Last night, three men armed with pangas and at least pretending to have guns, stormed into the casualty department (ER) at 2:30 a.m., made all the patients and staff lie on the floor after giving up their cell phones and shoes, and proceeded to ransack the place for money, forcing their way into the pharmacy where they stole over a thousand dollars worth of Kenya shillings. Which is a LOT of money here. Two people were hurt in the process, a patient who was cut on the head by a machete, and one of the hospital guards who was thoroughly beat up and is now in the ICU. Many more were traumatized and terrified.
Mercifully, we were obliviously asleep at home at the time, a couple hundred yards away. We did not learn of the incident until we encountered the shaken staff at chapel at 8 this morning. Our chief administrator led us from Habakkuk 2: the proud, the violent, the blood-shedders, will come to woe, when the glory of the Lord covers the earth, when all keep silence before Him.
Later we heard that the 5-year-old daughter of a Kenyan man who works in the welding/shop department at RVA was abducted from a church a couple miles' away on Sunday, picked up in the congenial chaos of Easter, and her body was found two days later, violated.

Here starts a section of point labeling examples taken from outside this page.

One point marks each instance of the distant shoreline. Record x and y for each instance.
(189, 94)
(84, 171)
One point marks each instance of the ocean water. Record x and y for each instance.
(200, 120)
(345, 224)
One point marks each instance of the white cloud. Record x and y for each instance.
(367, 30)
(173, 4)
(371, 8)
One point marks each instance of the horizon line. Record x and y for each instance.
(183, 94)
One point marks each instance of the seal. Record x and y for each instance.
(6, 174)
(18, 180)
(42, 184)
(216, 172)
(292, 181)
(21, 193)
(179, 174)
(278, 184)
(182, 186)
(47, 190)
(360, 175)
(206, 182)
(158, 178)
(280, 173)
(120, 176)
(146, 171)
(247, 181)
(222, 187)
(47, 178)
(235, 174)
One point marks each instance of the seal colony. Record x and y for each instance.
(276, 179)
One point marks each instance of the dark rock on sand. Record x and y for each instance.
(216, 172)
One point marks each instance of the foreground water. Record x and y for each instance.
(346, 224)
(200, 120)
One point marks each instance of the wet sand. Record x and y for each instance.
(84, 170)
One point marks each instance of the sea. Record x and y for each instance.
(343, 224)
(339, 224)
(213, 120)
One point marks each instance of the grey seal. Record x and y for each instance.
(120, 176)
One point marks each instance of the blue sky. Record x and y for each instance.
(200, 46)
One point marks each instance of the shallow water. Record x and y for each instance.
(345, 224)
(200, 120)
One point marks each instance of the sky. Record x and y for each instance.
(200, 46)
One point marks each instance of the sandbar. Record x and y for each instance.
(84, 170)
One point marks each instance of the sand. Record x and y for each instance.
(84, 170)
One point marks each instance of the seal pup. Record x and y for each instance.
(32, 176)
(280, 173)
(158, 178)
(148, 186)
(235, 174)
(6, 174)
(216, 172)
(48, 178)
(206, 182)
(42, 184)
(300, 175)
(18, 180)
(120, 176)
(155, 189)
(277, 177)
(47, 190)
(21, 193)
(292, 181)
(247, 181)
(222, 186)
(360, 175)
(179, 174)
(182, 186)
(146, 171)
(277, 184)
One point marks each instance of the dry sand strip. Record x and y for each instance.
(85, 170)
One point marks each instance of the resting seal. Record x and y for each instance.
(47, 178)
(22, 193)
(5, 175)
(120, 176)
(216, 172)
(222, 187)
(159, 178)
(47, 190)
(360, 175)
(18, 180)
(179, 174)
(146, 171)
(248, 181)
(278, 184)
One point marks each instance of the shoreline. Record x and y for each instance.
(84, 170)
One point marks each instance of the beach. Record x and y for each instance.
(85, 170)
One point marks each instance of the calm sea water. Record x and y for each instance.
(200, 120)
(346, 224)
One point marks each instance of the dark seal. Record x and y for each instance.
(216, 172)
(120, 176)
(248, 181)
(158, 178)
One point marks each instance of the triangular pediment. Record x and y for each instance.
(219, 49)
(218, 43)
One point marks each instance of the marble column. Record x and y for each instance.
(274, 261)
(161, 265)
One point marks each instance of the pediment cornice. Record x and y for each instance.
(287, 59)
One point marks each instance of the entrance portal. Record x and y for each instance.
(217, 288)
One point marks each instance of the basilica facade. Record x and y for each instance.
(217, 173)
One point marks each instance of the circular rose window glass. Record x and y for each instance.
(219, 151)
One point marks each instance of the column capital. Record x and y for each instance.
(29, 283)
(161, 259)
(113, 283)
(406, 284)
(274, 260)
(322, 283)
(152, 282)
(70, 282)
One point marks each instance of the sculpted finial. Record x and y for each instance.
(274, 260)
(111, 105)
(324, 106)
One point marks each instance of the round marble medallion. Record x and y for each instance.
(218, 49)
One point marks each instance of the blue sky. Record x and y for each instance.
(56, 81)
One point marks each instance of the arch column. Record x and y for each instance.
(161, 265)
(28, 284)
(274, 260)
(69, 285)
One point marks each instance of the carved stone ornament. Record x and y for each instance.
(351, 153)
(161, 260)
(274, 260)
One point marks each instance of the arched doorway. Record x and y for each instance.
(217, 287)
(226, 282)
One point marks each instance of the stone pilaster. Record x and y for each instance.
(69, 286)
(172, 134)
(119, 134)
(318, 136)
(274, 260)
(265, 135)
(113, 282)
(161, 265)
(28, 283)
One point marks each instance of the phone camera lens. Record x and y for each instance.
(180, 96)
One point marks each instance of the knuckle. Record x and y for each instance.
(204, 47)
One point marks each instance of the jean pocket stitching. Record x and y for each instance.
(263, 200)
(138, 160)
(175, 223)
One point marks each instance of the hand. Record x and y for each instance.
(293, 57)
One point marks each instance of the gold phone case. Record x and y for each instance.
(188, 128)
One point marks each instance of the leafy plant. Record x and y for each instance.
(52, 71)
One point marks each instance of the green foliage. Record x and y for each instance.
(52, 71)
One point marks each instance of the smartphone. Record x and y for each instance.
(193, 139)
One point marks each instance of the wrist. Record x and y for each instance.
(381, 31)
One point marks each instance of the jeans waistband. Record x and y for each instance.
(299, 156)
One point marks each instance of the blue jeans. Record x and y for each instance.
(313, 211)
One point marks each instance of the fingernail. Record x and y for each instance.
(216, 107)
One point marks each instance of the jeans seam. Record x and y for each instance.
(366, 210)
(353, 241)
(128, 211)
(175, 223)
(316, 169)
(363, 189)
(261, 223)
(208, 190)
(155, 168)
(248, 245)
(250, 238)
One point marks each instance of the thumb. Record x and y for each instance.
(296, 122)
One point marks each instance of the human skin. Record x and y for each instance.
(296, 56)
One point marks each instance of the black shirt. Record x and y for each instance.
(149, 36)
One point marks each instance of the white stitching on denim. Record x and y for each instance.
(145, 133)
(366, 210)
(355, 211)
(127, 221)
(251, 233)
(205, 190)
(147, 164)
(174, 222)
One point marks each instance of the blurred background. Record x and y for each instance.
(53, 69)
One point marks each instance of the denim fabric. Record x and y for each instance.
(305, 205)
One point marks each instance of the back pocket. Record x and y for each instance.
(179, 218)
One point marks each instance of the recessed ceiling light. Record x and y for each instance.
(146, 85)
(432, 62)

There is no softening or making sense of this kind of evil. These are incidents that cry out for justice, for God's reign on earth to be as clear as it is in the heavens. Such evil lurks in every community. The homey cottages, flowers, friendliness, common purpose, freedom of Kijabe might have lulled us into forgetting that we are still caught in the same broken human society that produces genocide and drug-abuse and child-trafficking and terrorism, from Nairobi to New York. And of course there are abundant evidences of less gruesome, but equally lethal evil today, as a 30-year-old mother dies of a rare brain infection, or a newborn succumbs to the debilitation of severe dehydration.
This is the real context of Easter--no bunnies or lilies, instead the shocking hubris of desperate men, the hate and terror that must be radically healed before our world is redeemed. Our hope lies not in minimizing or softening evil, but in overcoming it by love.